Intermittent demand is characterized by many periods with no demand at all, that are seemingly randomly interspersed with non-zero demand observations. The compound nature of intermittent demand complicates demand forecasting and efficient inventory management [1]. First, it is unknown when the next demand will occur. Second, there is uncertainty in the size of the demand when it does occur.
Specific approaches have been developed to tackle uncertainty in the demand. The analysis of intermittent demand times series is commonly decomposed to create separate estimates for the time between demand occurrences (the inter-demand interval) and the size of a demand occurrence. In the existing literature, these analyses implicitly assume that the time between demand occurrences is memoryless, i.e, the probability of observing a demand in a period is assumed to be independent of the time since the last demand observation. Data from practice, however, indicates that the times between demand events is often not memoryless, i.e., the probability of a demand occurrence does depend on the time since the last demand occurred. Consequently, the time since the last demand event is an important predictor for future demand.

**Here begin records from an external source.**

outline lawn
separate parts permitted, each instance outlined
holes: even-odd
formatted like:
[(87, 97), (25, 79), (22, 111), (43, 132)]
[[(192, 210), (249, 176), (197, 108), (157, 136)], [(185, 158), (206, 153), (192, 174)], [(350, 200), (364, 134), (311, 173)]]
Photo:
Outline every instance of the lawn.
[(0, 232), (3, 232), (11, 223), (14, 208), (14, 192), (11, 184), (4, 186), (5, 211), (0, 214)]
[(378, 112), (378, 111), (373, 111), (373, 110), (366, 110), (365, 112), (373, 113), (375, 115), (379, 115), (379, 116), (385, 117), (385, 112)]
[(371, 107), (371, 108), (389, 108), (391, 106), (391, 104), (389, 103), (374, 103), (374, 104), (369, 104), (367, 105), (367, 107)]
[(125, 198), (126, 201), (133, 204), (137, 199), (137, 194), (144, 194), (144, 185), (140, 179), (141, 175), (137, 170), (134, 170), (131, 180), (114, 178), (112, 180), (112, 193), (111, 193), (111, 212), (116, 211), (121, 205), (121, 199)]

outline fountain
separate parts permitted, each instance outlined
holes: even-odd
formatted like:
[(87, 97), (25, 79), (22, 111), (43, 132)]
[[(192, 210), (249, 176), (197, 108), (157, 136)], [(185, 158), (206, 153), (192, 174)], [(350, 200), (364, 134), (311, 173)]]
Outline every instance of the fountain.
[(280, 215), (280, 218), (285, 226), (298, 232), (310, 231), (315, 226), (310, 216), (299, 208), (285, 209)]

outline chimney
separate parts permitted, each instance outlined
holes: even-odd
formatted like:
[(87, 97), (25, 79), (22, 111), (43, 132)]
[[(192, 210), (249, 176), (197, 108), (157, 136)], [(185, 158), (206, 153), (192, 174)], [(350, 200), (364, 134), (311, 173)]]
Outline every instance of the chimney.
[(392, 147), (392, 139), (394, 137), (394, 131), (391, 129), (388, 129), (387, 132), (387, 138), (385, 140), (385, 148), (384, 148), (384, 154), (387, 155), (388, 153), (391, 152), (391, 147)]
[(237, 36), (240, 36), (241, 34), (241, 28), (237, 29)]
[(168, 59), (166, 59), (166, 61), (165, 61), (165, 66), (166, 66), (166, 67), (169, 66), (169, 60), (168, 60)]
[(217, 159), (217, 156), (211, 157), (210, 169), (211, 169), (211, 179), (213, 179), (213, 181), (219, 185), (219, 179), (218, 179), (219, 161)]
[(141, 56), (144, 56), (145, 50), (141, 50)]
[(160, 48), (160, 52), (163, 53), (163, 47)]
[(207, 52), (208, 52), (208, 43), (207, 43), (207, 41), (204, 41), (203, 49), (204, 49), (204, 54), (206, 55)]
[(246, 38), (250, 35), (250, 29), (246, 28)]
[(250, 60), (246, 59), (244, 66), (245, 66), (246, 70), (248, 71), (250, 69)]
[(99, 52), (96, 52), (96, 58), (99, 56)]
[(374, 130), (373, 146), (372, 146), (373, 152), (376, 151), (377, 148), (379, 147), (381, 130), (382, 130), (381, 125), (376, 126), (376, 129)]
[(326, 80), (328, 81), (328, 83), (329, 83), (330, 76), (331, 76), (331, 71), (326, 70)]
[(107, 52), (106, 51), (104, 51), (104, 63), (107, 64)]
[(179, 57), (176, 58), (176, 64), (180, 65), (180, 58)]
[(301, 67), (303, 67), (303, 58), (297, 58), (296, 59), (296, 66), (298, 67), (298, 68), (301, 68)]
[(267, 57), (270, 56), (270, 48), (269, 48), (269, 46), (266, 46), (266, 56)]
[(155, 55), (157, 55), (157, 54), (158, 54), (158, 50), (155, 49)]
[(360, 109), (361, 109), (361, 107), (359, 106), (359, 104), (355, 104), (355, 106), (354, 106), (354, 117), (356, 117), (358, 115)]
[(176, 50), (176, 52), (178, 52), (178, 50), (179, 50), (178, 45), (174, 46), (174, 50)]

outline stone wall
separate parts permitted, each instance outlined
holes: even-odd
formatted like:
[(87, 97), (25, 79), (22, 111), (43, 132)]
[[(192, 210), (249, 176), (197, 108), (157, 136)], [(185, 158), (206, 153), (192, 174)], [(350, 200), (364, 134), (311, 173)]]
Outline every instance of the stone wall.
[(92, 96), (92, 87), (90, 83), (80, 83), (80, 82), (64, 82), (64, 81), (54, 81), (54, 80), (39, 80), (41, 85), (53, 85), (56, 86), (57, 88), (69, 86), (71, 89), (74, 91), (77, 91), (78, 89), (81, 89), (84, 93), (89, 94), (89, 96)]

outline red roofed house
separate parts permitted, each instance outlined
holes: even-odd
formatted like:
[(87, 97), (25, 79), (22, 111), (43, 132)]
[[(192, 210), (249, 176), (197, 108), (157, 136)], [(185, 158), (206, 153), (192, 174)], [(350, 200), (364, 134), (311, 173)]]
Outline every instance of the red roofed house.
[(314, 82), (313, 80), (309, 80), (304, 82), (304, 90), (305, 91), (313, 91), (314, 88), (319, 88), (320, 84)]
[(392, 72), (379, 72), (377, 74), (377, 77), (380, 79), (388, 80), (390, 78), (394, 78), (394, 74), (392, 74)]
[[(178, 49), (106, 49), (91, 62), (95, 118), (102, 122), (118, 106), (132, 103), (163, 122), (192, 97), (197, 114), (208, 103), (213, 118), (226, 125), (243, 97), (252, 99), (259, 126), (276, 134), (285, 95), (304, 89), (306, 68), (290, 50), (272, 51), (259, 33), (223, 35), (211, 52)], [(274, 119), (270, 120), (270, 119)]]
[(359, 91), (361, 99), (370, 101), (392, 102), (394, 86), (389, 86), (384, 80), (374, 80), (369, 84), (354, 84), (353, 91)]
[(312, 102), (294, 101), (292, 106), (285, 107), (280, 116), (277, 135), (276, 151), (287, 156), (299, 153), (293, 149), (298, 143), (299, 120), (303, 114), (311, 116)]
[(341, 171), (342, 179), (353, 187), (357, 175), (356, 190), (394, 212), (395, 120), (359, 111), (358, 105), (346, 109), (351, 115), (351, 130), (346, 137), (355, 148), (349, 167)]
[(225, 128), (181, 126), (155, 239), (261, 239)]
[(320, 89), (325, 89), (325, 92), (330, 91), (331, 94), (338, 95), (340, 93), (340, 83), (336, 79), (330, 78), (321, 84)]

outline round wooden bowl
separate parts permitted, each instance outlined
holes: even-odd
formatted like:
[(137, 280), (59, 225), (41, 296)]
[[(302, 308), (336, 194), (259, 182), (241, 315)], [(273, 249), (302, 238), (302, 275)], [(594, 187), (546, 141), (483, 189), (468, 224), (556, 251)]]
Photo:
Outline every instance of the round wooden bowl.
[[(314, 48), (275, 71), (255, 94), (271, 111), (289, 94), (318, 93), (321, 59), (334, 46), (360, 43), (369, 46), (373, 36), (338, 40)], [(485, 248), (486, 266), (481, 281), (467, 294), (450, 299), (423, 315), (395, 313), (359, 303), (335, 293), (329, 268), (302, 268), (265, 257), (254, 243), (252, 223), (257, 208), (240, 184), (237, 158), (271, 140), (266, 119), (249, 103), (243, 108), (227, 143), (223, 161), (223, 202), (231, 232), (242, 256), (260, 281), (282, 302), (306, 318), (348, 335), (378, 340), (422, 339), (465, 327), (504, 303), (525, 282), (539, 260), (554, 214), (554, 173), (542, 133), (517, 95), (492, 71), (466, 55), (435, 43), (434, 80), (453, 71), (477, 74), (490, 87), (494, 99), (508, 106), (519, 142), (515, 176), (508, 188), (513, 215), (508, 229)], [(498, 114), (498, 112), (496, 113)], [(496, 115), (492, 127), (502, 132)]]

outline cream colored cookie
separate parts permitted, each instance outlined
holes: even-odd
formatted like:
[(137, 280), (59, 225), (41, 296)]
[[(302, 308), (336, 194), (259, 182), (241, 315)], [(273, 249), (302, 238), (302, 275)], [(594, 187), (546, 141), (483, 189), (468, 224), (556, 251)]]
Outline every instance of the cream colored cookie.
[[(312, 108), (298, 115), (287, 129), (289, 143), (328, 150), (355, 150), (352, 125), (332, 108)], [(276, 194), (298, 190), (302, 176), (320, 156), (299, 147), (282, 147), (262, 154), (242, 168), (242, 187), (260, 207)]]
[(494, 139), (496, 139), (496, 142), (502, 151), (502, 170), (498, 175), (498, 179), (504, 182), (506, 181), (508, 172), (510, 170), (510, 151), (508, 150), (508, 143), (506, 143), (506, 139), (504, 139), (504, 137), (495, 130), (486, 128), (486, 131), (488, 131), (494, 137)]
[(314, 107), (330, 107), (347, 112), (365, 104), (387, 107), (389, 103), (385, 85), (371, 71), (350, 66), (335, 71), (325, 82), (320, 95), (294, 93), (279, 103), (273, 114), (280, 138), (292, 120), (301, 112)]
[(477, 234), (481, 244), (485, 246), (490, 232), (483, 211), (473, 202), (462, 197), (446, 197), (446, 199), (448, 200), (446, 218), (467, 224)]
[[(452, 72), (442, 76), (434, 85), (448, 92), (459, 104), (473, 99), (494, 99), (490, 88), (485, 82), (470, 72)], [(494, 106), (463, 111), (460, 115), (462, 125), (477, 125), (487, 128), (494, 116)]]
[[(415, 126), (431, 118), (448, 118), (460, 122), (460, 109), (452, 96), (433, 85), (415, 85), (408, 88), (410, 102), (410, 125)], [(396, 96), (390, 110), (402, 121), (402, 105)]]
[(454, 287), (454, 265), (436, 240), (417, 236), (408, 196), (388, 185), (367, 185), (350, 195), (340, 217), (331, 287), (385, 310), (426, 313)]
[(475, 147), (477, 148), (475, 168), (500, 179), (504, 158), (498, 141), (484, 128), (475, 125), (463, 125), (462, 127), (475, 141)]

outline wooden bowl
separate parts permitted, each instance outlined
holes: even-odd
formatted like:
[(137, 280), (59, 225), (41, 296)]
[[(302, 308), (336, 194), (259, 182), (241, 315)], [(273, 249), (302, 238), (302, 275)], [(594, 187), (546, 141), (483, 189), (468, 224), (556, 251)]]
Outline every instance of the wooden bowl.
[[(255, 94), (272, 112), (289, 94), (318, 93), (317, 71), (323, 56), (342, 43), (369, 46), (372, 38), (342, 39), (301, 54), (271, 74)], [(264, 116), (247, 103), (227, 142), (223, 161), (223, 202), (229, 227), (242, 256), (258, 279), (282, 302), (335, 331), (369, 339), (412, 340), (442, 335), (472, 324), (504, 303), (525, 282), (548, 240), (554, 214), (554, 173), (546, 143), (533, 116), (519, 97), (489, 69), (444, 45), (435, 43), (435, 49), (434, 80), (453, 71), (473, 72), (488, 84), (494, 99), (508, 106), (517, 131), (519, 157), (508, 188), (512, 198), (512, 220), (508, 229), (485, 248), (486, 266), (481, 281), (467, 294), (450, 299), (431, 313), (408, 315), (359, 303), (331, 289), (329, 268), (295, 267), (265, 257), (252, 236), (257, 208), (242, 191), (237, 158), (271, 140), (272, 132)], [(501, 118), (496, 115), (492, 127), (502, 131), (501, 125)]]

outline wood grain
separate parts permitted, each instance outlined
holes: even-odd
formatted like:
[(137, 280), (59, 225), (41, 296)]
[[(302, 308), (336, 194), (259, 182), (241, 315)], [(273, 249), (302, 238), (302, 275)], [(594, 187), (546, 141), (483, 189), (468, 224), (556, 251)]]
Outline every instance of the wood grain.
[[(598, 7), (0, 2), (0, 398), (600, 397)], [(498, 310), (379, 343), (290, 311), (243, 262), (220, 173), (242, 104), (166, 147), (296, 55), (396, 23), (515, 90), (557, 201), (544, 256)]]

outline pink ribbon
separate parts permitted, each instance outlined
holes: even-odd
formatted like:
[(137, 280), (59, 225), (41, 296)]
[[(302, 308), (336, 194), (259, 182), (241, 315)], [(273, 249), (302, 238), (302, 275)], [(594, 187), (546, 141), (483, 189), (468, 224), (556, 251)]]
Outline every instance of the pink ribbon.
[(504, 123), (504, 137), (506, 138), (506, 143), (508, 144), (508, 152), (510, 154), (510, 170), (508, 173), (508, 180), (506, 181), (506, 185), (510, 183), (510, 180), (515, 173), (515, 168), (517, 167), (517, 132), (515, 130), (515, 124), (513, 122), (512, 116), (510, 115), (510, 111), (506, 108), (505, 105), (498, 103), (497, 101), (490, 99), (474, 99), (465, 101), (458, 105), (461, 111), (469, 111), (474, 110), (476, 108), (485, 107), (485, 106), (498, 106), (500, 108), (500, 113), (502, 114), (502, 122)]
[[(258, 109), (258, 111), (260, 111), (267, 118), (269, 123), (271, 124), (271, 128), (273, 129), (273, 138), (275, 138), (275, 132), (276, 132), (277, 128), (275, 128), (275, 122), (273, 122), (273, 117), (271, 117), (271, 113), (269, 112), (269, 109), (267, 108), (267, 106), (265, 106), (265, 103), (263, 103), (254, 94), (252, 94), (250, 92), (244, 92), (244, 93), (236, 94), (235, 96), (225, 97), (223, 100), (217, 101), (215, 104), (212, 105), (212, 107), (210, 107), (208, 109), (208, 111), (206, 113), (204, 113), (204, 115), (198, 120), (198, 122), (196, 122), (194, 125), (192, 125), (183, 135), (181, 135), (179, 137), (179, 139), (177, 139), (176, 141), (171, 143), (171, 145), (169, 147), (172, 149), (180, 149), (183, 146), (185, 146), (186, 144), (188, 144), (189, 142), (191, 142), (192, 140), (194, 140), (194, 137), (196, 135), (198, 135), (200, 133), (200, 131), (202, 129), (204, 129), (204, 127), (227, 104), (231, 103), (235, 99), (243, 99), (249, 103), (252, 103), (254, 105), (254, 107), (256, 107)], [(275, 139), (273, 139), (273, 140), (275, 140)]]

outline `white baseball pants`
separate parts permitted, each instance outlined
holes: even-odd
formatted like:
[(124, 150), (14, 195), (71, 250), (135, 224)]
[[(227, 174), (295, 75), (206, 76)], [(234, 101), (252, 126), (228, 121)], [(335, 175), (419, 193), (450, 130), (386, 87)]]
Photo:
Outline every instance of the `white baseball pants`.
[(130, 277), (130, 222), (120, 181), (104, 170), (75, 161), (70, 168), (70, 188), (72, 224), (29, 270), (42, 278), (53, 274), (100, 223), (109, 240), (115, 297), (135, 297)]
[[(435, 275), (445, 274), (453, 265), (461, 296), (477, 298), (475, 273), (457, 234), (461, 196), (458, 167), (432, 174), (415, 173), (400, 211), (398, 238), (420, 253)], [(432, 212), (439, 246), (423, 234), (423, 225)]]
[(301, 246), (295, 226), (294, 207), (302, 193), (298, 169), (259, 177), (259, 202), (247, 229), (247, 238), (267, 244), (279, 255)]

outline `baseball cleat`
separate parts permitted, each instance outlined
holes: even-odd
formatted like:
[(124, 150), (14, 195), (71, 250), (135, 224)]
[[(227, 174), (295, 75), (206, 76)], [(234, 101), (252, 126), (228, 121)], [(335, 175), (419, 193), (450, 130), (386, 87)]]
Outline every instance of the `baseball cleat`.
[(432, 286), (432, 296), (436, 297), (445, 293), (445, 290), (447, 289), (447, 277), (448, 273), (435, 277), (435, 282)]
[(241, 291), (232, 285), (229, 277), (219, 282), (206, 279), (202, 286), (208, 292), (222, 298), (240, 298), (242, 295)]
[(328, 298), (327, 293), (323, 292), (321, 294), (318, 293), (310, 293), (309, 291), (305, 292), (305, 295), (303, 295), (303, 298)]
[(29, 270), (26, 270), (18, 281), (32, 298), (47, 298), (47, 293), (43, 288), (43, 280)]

This research is the outcome of a joint research project with a company in the chemical industry. This company observes intermittent demand for many of its items, and data suggests periodicity in the demand occurrences. We use the discrete compound renewal process to model such periodic intermittent demand. We consider a single stock-point under periodic review. Unsatisfied demand is backordered at a backorder penalty cost per time unit and inventory on-hand at the end of a period incurs a holding cost. We allow for positive lead times. We use a Markov decision process formulation to study the structure of optimal policies.